On quality, PainReform scores 18/100 on Intrinsiqq's quality scorecard (a lower-quality business on these measures), weighing growth, margins, returns on capital, share count, and balance-sheet strength. All figures are computed from SEC filings; read the full . This is analysis, not investment advice.
PainReform scores 18 out of 100 on Intrinsiqq's quality score, a weighted blend of 4 metrics each scored 0 to 100, which makes it a lower-quality business on these measures. Recent fundamentals include a -30,129.4% operating margin and a -72.4% return on invested capital. The score weighs revenue and free-cash-flow growth, operating margins, return on invested capital, share-count change, and balance-sheet strength, all computed from SEC filings, not opinion. Because valuation only means something relative to quality, the full metric-by-metric breakdown is on the quality scorecard.
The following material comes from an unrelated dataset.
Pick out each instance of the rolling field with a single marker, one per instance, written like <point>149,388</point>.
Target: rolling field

That depends on valuation and quality together, not either alone. you should weigh PRFX's valuation and scores 18/100 on quality (lower-quality). A cheap price is only a bargain if the business is durable, and a premium can be justified by genuine quality, so the two questions, "is it cheap?" and "is it good?", only make sense side by side. Read the valuation against the quality scorecard, run the DCF on your own assumptions, and decide for yourself. This is analysis from SEC filings, not investment advice.